The city dismantled a Midtown Anchorage homeless camp. Almost immediately, another formed nearby.

Business owners say the new encampment has brought a surge of problems and crime to the area. Homeless residents say they moved there because they had nowhere else to go.

After the city cleared a large homeless camp on Fairbanks Street last week, another encampment has settled in Midtown Anchorage along a busy stretch of East 33rd Avenue, near a rock climbing gym, busy restaurants, a hotel, a clinic, a daycare, a dance theatre studio and numerous other businesses and agency offices. A few other camps are also now scattered on streets nearby.

The situation has led to outcry from business owners in the area, who are calling for the city to remove the camp. They say the area is experiencing a surge in criminal activity, trespassing and drug use, which they say has come with the camp’s establishment.

Homeless residents in the area say they moved there from Fairbanks Street because they had nowhere else to go.

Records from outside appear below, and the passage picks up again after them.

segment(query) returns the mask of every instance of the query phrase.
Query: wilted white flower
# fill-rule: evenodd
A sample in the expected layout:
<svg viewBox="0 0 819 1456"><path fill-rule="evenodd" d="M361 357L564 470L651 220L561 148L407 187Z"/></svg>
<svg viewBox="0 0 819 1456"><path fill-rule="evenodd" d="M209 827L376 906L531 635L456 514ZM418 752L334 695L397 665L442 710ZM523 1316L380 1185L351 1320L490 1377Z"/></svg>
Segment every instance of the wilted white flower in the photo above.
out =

There isn’t an area in Anchorage where they are allowed to camp in the tents, vehicles and RVs, which now line the northern side of 33rd Avenue between Old Seward Highway and Denali Street.

Anchorage officials forced homeless residents to leave Fairbanks Street, between East 40th and 42nd Avenues near the Tudor Road Home Depot, following similar outcry from businesses and residents over serious public health and safety issues. A man was killed in a shooting at that camp in late June.

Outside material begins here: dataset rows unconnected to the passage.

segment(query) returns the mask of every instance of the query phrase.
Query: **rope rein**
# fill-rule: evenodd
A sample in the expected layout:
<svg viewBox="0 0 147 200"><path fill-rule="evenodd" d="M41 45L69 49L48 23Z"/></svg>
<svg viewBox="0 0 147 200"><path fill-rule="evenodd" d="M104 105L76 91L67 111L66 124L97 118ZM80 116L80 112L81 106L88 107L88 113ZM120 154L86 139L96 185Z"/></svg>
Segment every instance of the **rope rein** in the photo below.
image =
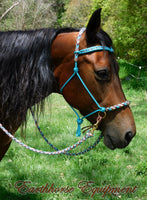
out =
<svg viewBox="0 0 147 200"><path fill-rule="evenodd" d="M20 140L18 140L16 137L14 137L11 133L9 133L4 127L2 124L0 124L0 129L3 130L3 132L9 136L12 140L14 140L15 142L17 142L19 145L23 146L24 148L30 150L30 151L33 151L33 152L36 152L36 153L40 153L40 154L45 154L45 155L59 155L59 154L65 154L65 155L68 155L68 156L78 156L78 155L82 155L82 154L85 154L87 153L88 151L92 150L99 142L100 140L103 138L103 135L101 134L98 139L96 140L96 142L94 142L91 146L89 146L87 149L83 150L83 151L80 151L78 153L69 153L69 151L75 149L76 147L78 147L80 144L82 144L84 141L86 141L87 139L93 137L93 132L98 128L98 124L101 122L102 118L103 117L98 117L98 120L97 120L97 123L91 128L91 131L88 131L86 133L86 135L84 137L82 137L77 143L75 143L74 145L72 146L69 146L63 150L59 150L57 147L53 146L48 140L47 138L44 136L43 132L41 131L39 125L38 125L38 122L37 120L35 119L35 116L34 116L34 113L31 109L31 113L33 115L33 118L34 118L34 121L35 121L35 124L41 134L41 136L44 138L44 140L55 150L53 152L48 152L48 151L42 151L42 150L39 150L39 149L35 149L33 147L30 147L26 144L24 144L23 142L21 142Z"/></svg>
<svg viewBox="0 0 147 200"><path fill-rule="evenodd" d="M84 86L85 90L88 92L88 94L90 95L90 97L92 98L92 100L95 102L95 104L97 105L98 109L87 114L86 116L83 116L82 118L80 118L78 112L72 107L72 110L75 112L75 114L77 115L77 124L78 124L78 128L77 128L77 132L76 132L76 135L77 136L80 136L81 135L81 124L83 123L83 120L95 113L98 113L98 118L96 120L96 123L94 125L91 125L91 126L86 126L83 128L83 132L86 132L86 135L84 137L82 137L78 142L76 142L74 145L71 145L65 149L62 149L62 150L59 150L57 147L55 147L54 145L52 145L48 139L45 137L45 135L43 134L43 132L41 131L39 125L38 125L38 122L34 116L34 113L31 110L31 113L32 113L32 116L33 116L33 119L35 121L35 124L38 128L38 131L40 132L41 136L44 138L44 140L47 142L47 144L53 148L55 151L52 151L52 152L48 152L48 151L42 151L42 150L39 150L39 149L35 149L33 147L30 147L26 144L24 144L23 142L21 142L20 140L18 140L16 137L14 137L11 133L8 132L8 130L6 130L2 124L0 124L0 129L2 129L2 131L7 135L9 136L12 140L14 140L15 142L17 142L19 145L23 146L24 148L26 149L29 149L33 152L36 152L36 153L40 153L40 154L45 154L45 155L59 155L59 154L65 154L65 155L69 155L69 156L77 156L77 155L82 155L82 154L85 154L87 153L88 151L92 150L99 142L100 140L103 138L103 135L102 133L100 134L100 136L97 138L97 140L91 145L89 146L87 149L83 150L83 151L80 151L78 153L69 153L69 151L75 149L76 147L78 147L80 144L82 144L84 141L86 141L87 139L93 137L93 133L95 130L98 129L98 126L99 124L101 123L101 120L103 118L105 118L106 116L106 112L107 111L113 111L113 110L116 110L116 109L119 109L119 108L122 108L124 106L128 106L130 104L129 101L125 101L125 102L122 102L120 104L117 104L117 105L114 105L114 106L110 106L110 107L101 107L99 105L99 103L97 102L97 100L94 98L94 96L92 95L92 93L89 91L88 87L86 86L86 84L84 83L84 81L82 80L80 74L78 73L79 71L79 68L78 68L78 56L79 55L83 55L83 54L87 54L87 53L92 53L92 52L95 52L95 51L102 51L102 50L105 50L105 51L109 51L110 53L113 53L114 50L112 49L112 47L106 47L106 46L93 46L93 47L89 47L89 48L86 48L86 49L82 49L82 50L79 50L79 44L80 44L80 38L82 36L82 34L84 33L85 31L85 28L82 28L79 32L79 35L78 35L78 38L77 38L77 43L76 43L76 49L75 49L75 67L73 69L73 74L71 75L71 77L64 83L64 85L61 87L60 89L60 93L62 93L64 87L73 79L74 76L77 76L80 80L80 82L82 83L82 85ZM103 116L101 116L101 114Z"/></svg>

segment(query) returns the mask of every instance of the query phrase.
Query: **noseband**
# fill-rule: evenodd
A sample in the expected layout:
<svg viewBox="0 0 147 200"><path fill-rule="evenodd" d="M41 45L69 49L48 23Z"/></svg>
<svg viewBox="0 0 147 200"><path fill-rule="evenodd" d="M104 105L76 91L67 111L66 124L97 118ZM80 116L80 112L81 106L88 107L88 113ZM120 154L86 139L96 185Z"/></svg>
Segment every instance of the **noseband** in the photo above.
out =
<svg viewBox="0 0 147 200"><path fill-rule="evenodd" d="M86 91L88 92L88 94L90 95L90 97L92 98L92 100L95 102L95 104L97 105L98 109L83 116L82 118L80 118L79 114L77 113L77 111L72 107L72 110L75 112L75 114L77 115L77 124L78 124L78 128L77 128L77 132L76 132L76 136L80 136L81 135L81 124L83 123L83 119L97 113L97 112L102 112L102 113L105 113L106 115L106 112L107 111L113 111L113 110L116 110L116 109L119 109L119 108L122 108L124 106L128 106L130 104L129 101L125 101L125 102L122 102L120 104L117 104L117 105L114 105L114 106L110 106L110 107L101 107L99 105L99 103L97 102L97 100L95 99L95 97L92 95L92 93L90 92L90 90L88 89L88 87L86 86L86 84L84 83L83 79L81 78L80 74L79 74L79 68L78 68L78 57L79 55L83 55L83 54L88 54L88 53L93 53L93 52L96 52L96 51L109 51L110 53L113 53L114 50L112 49L112 47L107 47L107 46L93 46L93 47L89 47L89 48L86 48L86 49L82 49L82 50L79 50L79 44L80 44L80 38L82 36L82 34L84 33L84 31L86 30L86 28L82 28L79 32L79 35L77 37L77 43L76 43L76 49L75 49L75 52L74 52L74 61L75 61L75 67L73 69L73 74L70 76L70 78L64 83L64 85L61 87L60 89L60 93L62 94L63 92L63 89L65 88L65 86L73 79L74 76L77 76L80 80L80 82L82 83L82 85L84 86L84 88L86 89Z"/></svg>

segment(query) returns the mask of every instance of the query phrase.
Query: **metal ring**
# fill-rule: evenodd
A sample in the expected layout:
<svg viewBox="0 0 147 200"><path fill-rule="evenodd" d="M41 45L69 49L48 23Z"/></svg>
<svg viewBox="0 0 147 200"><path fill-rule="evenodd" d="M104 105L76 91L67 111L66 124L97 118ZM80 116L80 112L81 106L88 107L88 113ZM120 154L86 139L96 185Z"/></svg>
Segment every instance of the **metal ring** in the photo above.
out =
<svg viewBox="0 0 147 200"><path fill-rule="evenodd" d="M102 115L101 115L100 113L101 113ZM101 111L99 111L99 112L98 112L98 116L99 116L99 115L100 115L103 119L105 119L105 117L106 117L107 114L106 114L106 112L101 112Z"/></svg>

“They just moved the problem down the road,” said Laurie Mapes, who owns Alaska Premier Health, a clinic on the corner of 33rd Avenue and Fairbanks Street.

People working and visiting businesses in the area are experiencing harassment, said Mapes and Rod Hancock, founder and majority owner of Moose’s Tooth.

The bustling pizza restaurant at Old Seward and E 34th Avenue is generally packed with tourists and locals all summer.

Hancock, who also owns the Bear Tooth Theatrepub in Spenard, said there have been homeless around his restaurants “pretty much for 28 years of doing business and Anchorage — but this was a whole different level,” he said.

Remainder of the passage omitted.